Sortir du nucléaire : quelles conséquences ?

De profondes mutations sociales et énergétiques

Une sortie du nucléaire se traduirait par la nécessaire reconversion des emplois liés à ce secteur. Elle imposerait également un investissement important et immédiat dans d’autres techniques énergétiques. Dans un premier temps, cette sortie entraînerait probablement un recours plus important aux énergies fossiles au moins pour assurer la transition énergétique. Ce n’est qu’à plus long terme qu’on pourrait compter sur un développement conséquent des énergies renouvelables et sur une meilleure efficacité dans l’utilisation de l’énergie pour en réduire les besoins.
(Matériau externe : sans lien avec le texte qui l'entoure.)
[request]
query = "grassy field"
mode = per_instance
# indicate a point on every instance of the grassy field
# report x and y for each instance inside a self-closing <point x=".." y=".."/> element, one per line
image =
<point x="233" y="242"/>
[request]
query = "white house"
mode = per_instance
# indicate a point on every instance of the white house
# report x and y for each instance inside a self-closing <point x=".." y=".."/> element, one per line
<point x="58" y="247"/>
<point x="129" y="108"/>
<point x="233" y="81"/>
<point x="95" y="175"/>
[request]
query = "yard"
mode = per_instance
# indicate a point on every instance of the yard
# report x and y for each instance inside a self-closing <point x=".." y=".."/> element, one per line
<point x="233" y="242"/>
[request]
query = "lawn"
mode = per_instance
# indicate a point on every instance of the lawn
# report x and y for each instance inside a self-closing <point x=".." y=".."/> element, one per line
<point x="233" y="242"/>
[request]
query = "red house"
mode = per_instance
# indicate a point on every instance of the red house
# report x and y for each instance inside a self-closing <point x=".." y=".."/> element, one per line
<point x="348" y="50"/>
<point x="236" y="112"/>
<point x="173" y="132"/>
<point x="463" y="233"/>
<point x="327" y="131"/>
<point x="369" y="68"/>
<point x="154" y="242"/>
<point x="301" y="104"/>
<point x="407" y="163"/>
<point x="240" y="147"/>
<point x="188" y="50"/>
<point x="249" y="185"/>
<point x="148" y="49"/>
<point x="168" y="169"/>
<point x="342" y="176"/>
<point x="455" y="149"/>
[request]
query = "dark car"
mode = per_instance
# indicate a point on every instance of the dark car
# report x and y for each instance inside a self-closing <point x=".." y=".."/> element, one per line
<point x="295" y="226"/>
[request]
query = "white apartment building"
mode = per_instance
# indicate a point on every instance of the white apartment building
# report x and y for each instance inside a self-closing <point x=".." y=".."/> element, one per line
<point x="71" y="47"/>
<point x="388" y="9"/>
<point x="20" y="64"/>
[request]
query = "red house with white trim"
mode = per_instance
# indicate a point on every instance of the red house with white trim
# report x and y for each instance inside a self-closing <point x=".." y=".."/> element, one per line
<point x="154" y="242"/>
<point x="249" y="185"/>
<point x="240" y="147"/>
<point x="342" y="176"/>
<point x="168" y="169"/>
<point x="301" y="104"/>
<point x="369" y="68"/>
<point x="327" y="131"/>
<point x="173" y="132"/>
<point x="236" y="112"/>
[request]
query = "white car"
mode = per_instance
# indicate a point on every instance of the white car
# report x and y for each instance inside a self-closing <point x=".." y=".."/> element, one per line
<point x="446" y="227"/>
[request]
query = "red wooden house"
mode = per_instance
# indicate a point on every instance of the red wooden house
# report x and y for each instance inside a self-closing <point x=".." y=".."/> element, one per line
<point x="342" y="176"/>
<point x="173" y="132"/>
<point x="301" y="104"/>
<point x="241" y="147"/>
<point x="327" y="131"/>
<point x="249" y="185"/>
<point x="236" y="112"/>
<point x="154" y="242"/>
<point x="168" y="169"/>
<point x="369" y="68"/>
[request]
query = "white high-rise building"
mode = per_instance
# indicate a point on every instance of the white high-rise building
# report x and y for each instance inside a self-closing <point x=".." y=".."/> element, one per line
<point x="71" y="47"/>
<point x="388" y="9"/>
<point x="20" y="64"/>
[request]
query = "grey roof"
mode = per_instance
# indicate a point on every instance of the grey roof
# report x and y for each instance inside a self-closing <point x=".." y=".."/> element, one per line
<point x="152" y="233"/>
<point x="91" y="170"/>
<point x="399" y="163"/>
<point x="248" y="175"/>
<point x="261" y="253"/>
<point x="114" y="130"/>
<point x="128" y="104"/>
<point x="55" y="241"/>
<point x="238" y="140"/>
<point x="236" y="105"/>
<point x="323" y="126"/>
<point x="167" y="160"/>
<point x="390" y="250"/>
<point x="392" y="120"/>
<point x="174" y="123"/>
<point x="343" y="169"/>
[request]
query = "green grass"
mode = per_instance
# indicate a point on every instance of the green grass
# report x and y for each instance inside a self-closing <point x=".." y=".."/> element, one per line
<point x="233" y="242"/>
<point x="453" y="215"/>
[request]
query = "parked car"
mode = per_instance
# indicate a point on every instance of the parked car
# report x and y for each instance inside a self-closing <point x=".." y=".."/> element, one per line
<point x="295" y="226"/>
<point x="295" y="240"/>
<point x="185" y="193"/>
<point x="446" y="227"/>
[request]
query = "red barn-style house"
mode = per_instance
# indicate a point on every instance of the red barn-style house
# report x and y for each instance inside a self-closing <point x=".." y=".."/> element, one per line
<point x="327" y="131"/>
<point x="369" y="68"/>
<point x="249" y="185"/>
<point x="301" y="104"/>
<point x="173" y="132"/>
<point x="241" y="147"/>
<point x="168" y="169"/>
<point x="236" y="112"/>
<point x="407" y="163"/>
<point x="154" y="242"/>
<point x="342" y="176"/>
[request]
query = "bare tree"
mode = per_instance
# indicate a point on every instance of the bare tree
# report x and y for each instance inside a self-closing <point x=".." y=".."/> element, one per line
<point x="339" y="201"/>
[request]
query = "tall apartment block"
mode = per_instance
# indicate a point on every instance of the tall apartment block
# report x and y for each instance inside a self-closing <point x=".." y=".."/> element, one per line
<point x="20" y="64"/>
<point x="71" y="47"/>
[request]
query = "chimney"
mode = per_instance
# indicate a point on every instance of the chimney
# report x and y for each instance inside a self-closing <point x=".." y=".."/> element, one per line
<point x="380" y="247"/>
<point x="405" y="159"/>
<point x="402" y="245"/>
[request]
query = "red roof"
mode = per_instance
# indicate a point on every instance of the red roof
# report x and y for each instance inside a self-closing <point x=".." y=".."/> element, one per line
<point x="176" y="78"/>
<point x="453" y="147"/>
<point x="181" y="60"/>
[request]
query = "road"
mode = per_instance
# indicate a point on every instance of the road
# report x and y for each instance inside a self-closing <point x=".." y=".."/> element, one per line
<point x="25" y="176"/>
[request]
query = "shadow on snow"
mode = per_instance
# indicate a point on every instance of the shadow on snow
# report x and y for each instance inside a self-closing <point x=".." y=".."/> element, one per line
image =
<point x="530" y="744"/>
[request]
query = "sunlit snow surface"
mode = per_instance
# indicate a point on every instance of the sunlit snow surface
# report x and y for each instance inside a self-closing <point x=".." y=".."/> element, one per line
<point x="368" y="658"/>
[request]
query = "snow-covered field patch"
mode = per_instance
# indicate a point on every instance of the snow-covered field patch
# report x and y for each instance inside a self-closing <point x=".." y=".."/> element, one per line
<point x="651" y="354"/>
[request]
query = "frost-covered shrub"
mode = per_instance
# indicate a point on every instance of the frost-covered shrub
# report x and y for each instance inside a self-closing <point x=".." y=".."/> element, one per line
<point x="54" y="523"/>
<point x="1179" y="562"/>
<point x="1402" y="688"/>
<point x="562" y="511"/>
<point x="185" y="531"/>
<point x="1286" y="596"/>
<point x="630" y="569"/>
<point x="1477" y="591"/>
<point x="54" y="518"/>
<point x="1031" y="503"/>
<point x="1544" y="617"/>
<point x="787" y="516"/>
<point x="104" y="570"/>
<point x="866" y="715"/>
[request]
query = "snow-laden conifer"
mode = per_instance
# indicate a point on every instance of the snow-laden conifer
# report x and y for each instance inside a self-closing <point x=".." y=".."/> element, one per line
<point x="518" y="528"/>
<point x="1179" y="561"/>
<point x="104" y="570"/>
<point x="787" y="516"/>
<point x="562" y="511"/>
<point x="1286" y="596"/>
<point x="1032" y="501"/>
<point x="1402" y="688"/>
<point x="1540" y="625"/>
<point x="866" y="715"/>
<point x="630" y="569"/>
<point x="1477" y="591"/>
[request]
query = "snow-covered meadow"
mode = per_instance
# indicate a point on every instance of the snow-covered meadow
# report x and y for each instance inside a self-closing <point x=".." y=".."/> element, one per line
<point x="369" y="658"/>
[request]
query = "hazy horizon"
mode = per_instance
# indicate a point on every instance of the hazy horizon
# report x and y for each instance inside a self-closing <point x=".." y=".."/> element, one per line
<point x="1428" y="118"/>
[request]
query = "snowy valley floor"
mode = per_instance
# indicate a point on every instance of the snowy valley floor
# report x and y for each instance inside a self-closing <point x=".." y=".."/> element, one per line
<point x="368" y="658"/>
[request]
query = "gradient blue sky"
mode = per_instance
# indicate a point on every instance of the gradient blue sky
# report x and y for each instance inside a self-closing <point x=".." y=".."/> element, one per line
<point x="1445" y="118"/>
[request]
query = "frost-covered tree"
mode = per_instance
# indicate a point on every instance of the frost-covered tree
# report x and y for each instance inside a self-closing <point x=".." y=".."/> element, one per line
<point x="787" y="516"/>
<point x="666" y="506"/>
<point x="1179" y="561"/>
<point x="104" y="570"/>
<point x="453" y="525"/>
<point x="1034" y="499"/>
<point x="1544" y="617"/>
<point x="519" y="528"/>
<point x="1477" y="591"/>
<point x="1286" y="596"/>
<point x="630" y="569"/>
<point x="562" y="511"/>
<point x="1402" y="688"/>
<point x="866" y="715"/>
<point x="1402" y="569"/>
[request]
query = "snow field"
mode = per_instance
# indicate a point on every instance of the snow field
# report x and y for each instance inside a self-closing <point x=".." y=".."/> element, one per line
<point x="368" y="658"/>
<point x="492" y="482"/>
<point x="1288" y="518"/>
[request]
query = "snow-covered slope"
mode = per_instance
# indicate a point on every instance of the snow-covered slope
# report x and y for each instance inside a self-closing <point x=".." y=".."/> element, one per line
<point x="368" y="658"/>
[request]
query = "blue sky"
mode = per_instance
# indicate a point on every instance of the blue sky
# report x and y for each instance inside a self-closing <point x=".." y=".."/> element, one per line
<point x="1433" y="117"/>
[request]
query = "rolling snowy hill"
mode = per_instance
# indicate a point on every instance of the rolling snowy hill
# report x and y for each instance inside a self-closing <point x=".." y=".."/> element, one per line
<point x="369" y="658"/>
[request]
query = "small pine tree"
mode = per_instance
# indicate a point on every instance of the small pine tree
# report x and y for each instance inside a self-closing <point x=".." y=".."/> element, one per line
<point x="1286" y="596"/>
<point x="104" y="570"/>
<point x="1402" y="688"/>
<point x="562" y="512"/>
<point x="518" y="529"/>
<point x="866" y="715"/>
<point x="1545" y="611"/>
Des évolutions stratégique et économique

La France est actuellement dans une situation d’indépendance quasi complète pour sa production d’électricité. Elle deviendrait alors tributaire du marché international du gaz dominé par la Russie, l’Iran et le Qatar. Par ailleurs, le prix de l’électricité augmenterait certainement alors qu’il est aujourd’hui un tiers plus bas que la moyenne européenne.

Un défi environnemental

Le parc électrique actuel n’engendre pratiquement pas de gaz à effet de serre. Le recours aux énergies fossiles, même de façon transitoire, augmenterait le volume de CO2 et nuirait à la lutte contre le réchauffement climatique.

 

Une balance commerciale grevée

Les importations d’uranium coûtent chaque année 200 millions d’euros (Source : OPECST). Or, certains évaluent à 25 milliards d’euros les importations de gaz naturel nécessaires pour compenser l’arrêt du nucléaire. Les six milliards apportés chaque année par nos exportations d’équipements et d’électricité nucléaires disparaîtraient également.
 

Un recours inévitable aux énergies fossiles ?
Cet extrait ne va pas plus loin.